Monday, March 18, 2013

On the Desexualization of "Sexy".

Over the weekend, I was watching Food Network. One of the personalities quipped something to the effect of, "That steak looks sexy."

Later, I switched over to HGTV. It wasn't long before I heard one of their hosts refer to granite counters as being sexy.

Later still, I flipped open the latest issue of Better Homes & Gardens, and in an article about curb appeal, there it is again: "It might not be sexy, but cleaning is an important part of curb appeal."
Let's try this again, shall we?

It might not be enjoyable, but cleaning is an important part of curb appeal.
It might not be pleasurable, but cleaning is an important part of curb appeal.

It might not be fun, but cleaning is an important part of curb appeal.

Those granite counters are so beautiful.

Those granite counters are so classy.

Those granite counters are so gorgeous.

Those granite counters are so stunning.

That steak looks excellent.

That steak looks great.

That steak looks top-notch.

That steak looks exceptional.

I'm sorry, I must have missed the memo that "sexy" became a synonym for fun, excellent, and beautiful. Apparently the thesaurus did too, as you'll note that sexy is no where to be found in any of the synonym lists above.  In fact, here's the entry for sexy:

Look, I'm not against the word "sexy" when used in proper context. There's a time and a place for that. But why are we desexualizing (and devaluing, in my opinion) the word "sexy", and using it to describe everything from mops to steaks to counters to cleaning? Those things aren't sexy, actually, and I don't understand why we're using the word to describe them.

Well, actually...I do understand why. By desexualizing sexy, we're also desensitizing ourselves to "sexy". Think about it: it is why a toddler dancing along to LMFO's "I'm Sexy and I Know It" has 622,000+ views on You Tube, and most of the comments consist of things like 'so cute!' and 'every day he's shufflin!'. It's why when we hear a kid singing "Heeeeyyyyy sexy lady", our first reaction generally isn't to cringe, but to start doing the ridiculous Psy pony dance.

I think it's obvious that kids aren't sexy. And if someone were audacious enough to say that they thought they were, child services would probably become involved immediately. But yet, I can't tell you the frequency with which I see toddlers and their parents singing along to "I'm sexy and I know it" at a stoplight. I don't generally like to point fingers at other parents and shame their decisions as a parent, but seriously, can we stop this friends? If we don't want others to describe our toddlers and young children as "sexy", can we please stop allowing them to describe themselves that way? Can we please stop using the word "sexy" as if it were interchangeable for "fun" or "excellent" or "beautiful"? Because it's not.

The word "sexy" has value. The word "sexy" has a place. This just isn't it.

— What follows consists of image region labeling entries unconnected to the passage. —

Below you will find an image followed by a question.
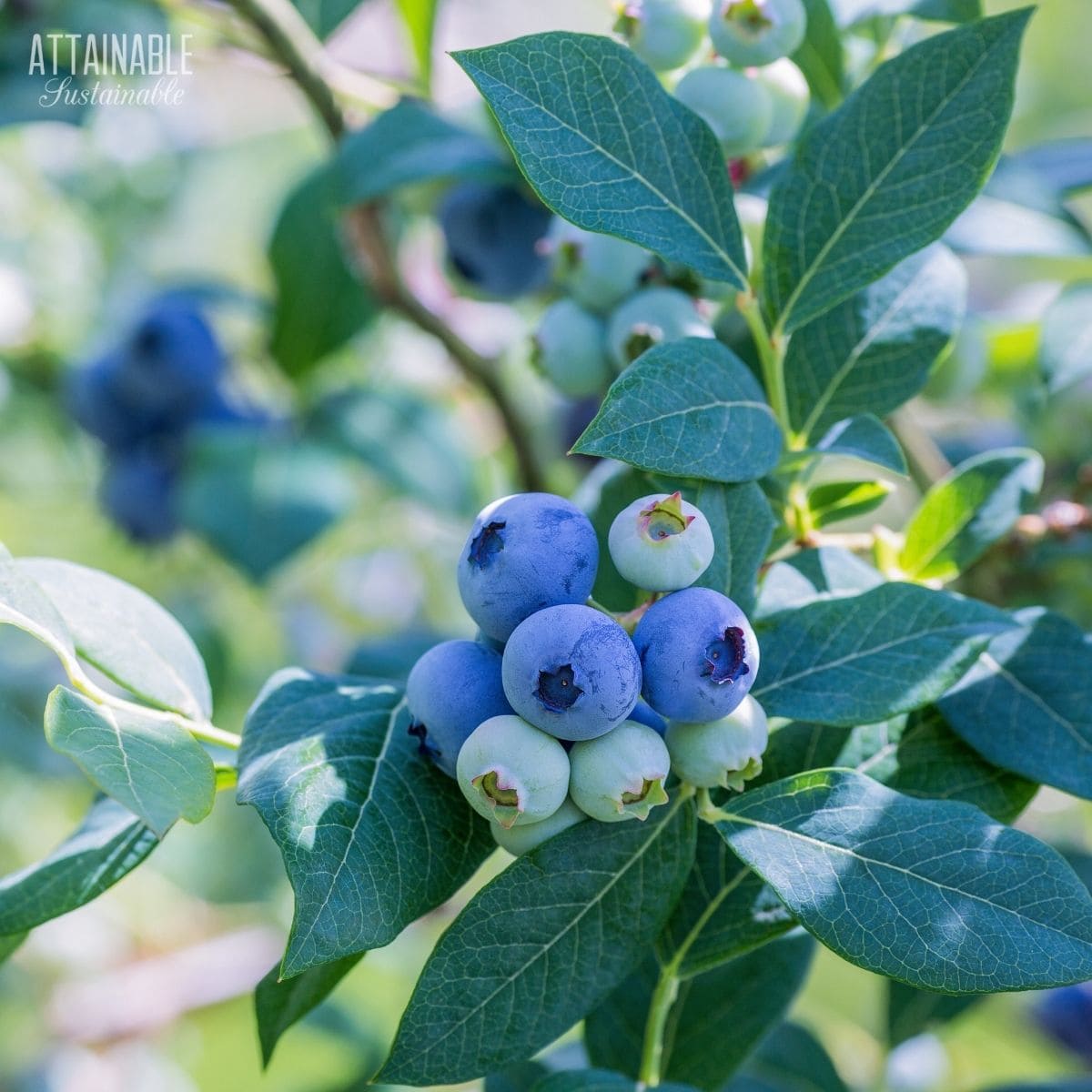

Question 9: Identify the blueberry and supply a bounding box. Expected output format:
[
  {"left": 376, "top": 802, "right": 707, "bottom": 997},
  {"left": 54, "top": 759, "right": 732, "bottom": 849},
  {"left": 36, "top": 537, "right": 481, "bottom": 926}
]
[
  {"left": 406, "top": 641, "right": 512, "bottom": 777},
  {"left": 548, "top": 219, "right": 655, "bottom": 315},
  {"left": 666, "top": 694, "right": 769, "bottom": 792},
  {"left": 569, "top": 721, "right": 671, "bottom": 823},
  {"left": 607, "top": 288, "right": 713, "bottom": 370},
  {"left": 439, "top": 182, "right": 551, "bottom": 299},
  {"left": 607, "top": 492, "right": 715, "bottom": 592},
  {"left": 615, "top": 0, "right": 709, "bottom": 72},
  {"left": 633, "top": 588, "right": 759, "bottom": 722},
  {"left": 490, "top": 797, "right": 588, "bottom": 857},
  {"left": 533, "top": 299, "right": 613, "bottom": 399},
  {"left": 675, "top": 65, "right": 774, "bottom": 155},
  {"left": 455, "top": 714, "right": 569, "bottom": 826},
  {"left": 709, "top": 0, "right": 808, "bottom": 67},
  {"left": 502, "top": 605, "right": 641, "bottom": 739},
  {"left": 459, "top": 492, "right": 600, "bottom": 641}
]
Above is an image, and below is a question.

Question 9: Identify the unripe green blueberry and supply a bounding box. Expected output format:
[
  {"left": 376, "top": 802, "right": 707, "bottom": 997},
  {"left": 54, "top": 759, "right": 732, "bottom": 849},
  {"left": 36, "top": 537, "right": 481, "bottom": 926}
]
[
  {"left": 455, "top": 715, "right": 569, "bottom": 826},
  {"left": 615, "top": 0, "right": 709, "bottom": 72},
  {"left": 675, "top": 65, "right": 774, "bottom": 155},
  {"left": 490, "top": 797, "right": 588, "bottom": 857},
  {"left": 666, "top": 694, "right": 769, "bottom": 793},
  {"left": 607, "top": 288, "right": 713, "bottom": 370},
  {"left": 531, "top": 299, "right": 612, "bottom": 399},
  {"left": 607, "top": 492, "right": 715, "bottom": 592},
  {"left": 709, "top": 0, "right": 808, "bottom": 67},
  {"left": 754, "top": 56, "right": 812, "bottom": 147},
  {"left": 569, "top": 721, "right": 671, "bottom": 823}
]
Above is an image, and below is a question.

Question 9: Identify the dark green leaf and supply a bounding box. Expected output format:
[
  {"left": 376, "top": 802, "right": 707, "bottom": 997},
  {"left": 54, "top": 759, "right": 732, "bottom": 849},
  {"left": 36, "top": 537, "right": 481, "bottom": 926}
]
[
  {"left": 15, "top": 558, "right": 212, "bottom": 720},
  {"left": 656, "top": 821, "right": 794, "bottom": 977},
  {"left": 572, "top": 338, "right": 781, "bottom": 482},
  {"left": 255, "top": 952, "right": 362, "bottom": 1066},
  {"left": 268, "top": 167, "right": 377, "bottom": 377},
  {"left": 453, "top": 33, "right": 747, "bottom": 289},
  {"left": 1038, "top": 280, "right": 1092, "bottom": 394},
  {"left": 334, "top": 98, "right": 511, "bottom": 206},
  {"left": 378, "top": 798, "right": 694, "bottom": 1085},
  {"left": 940, "top": 610, "right": 1092, "bottom": 798},
  {"left": 753, "top": 583, "right": 1012, "bottom": 727},
  {"left": 46, "top": 686, "right": 217, "bottom": 837},
  {"left": 763, "top": 10, "right": 1028, "bottom": 329},
  {"left": 238, "top": 670, "right": 492, "bottom": 977},
  {"left": 0, "top": 796, "right": 158, "bottom": 935},
  {"left": 717, "top": 770, "right": 1092, "bottom": 994},
  {"left": 584, "top": 933, "right": 814, "bottom": 1092},
  {"left": 899, "top": 448, "right": 1043, "bottom": 580},
  {"left": 785, "top": 244, "right": 966, "bottom": 440}
]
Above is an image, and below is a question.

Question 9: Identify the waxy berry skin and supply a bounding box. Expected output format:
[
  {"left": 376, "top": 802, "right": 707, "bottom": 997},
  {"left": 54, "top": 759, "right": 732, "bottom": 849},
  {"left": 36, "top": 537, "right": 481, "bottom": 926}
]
[
  {"left": 633, "top": 588, "right": 759, "bottom": 723},
  {"left": 406, "top": 641, "right": 512, "bottom": 777},
  {"left": 501, "top": 605, "right": 641, "bottom": 739},
  {"left": 459, "top": 492, "right": 600, "bottom": 641}
]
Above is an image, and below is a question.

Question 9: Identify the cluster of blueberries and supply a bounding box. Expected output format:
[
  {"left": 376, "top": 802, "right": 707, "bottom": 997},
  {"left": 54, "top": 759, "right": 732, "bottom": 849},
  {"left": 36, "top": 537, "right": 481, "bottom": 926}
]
[
  {"left": 66, "top": 293, "right": 266, "bottom": 542},
  {"left": 406, "top": 492, "right": 766, "bottom": 854}
]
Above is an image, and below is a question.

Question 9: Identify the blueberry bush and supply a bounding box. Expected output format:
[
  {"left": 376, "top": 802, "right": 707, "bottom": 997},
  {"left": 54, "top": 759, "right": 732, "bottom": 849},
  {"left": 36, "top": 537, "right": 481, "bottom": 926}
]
[{"left": 0, "top": 0, "right": 1092, "bottom": 1092}]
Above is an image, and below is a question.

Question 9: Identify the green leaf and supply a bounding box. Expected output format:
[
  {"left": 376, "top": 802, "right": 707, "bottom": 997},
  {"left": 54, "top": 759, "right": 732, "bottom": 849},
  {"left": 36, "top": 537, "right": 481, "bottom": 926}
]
[
  {"left": 255, "top": 952, "right": 364, "bottom": 1066},
  {"left": 815, "top": 413, "right": 906, "bottom": 474},
  {"left": 826, "top": 705, "right": 1038, "bottom": 823},
  {"left": 307, "top": 387, "right": 479, "bottom": 513},
  {"left": 940, "top": 610, "right": 1092, "bottom": 799},
  {"left": 334, "top": 99, "right": 511, "bottom": 206},
  {"left": 785, "top": 244, "right": 966, "bottom": 447},
  {"left": 753, "top": 583, "right": 1012, "bottom": 727},
  {"left": 15, "top": 558, "right": 212, "bottom": 720},
  {"left": 899, "top": 448, "right": 1043, "bottom": 580},
  {"left": 452, "top": 33, "right": 747, "bottom": 289},
  {"left": 377, "top": 796, "right": 694, "bottom": 1085},
  {"left": 724, "top": 1021, "right": 848, "bottom": 1092},
  {"left": 181, "top": 428, "right": 356, "bottom": 581},
  {"left": 716, "top": 770, "right": 1092, "bottom": 994},
  {"left": 763, "top": 10, "right": 1030, "bottom": 329},
  {"left": 268, "top": 167, "right": 377, "bottom": 377},
  {"left": 1038, "top": 280, "right": 1092, "bottom": 394},
  {"left": 584, "top": 932, "right": 814, "bottom": 1092},
  {"left": 238, "top": 668, "right": 492, "bottom": 978},
  {"left": 572, "top": 338, "right": 782, "bottom": 482},
  {"left": 656, "top": 821, "right": 794, "bottom": 977},
  {"left": 46, "top": 686, "right": 217, "bottom": 837},
  {"left": 0, "top": 796, "right": 158, "bottom": 934}
]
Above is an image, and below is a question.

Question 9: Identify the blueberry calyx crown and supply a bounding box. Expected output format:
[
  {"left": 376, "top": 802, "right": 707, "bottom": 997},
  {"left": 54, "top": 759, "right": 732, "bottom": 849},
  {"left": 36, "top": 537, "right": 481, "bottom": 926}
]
[
  {"left": 535, "top": 664, "right": 584, "bottom": 713},
  {"left": 701, "top": 626, "right": 750, "bottom": 684}
]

  1. I'm with you on this one. I literally cringe whenever I see kids singing that sexy and I know it song. Luckily, my kids DON'T know that song, because that's not the type of music I listen to. They do know a few foul mouthed lines from the Killers, which drives my husband insane, but to me, while not any better, it's COMPLETELY different than my two year old shaking her behind and saying she's sexy and she knows it. And Lordy be, remember that video of the dance competition with the little girls doing that put a ring on it song? Again, not my type of music, so I didn't even know the song, but the WAY they were dancing was just too much for me. The thought that kept running through my mind was "THIS is where creepos from SVU go to select their next victims." Not a good feeling.

  2. I'm with you on this one. Last year, one of my (Kindergarten) students was singing, "Sexy and I Know It", and teaching it to all of her friends. My standard course of action when I hear a child say a "bad" word (after I get over the initial shock that they know that word), is to ask them, "Do you know what that word means?" Generally they don't, so I explain that when we don't know what a word means, we probably shouldn't use it because we don't know if it's a bad word or not. When I asked this girl, however, she said, "Yes! Sexy means you're pretty!" That pretty much broke my heart.

  3. I've had to deal with this too from C trying to sing songs with sexy in it. So many kids use the word, it's out of context everywhere as you pointed out, so she's exposed to it constantly despite me trying to filter that and other words out of her environment. What works for us is to concede maybe words like sexy aren't bad word, but they ARE grown-up words and if she hears kids say it or hears music with it it's not okay for her to say it too. She understood and while it's not a perfect system (psy is still in her vernacular), it's an easier message for her to accept than a blanket no in the bad word category, especially given its overexposed prevalence in our culture.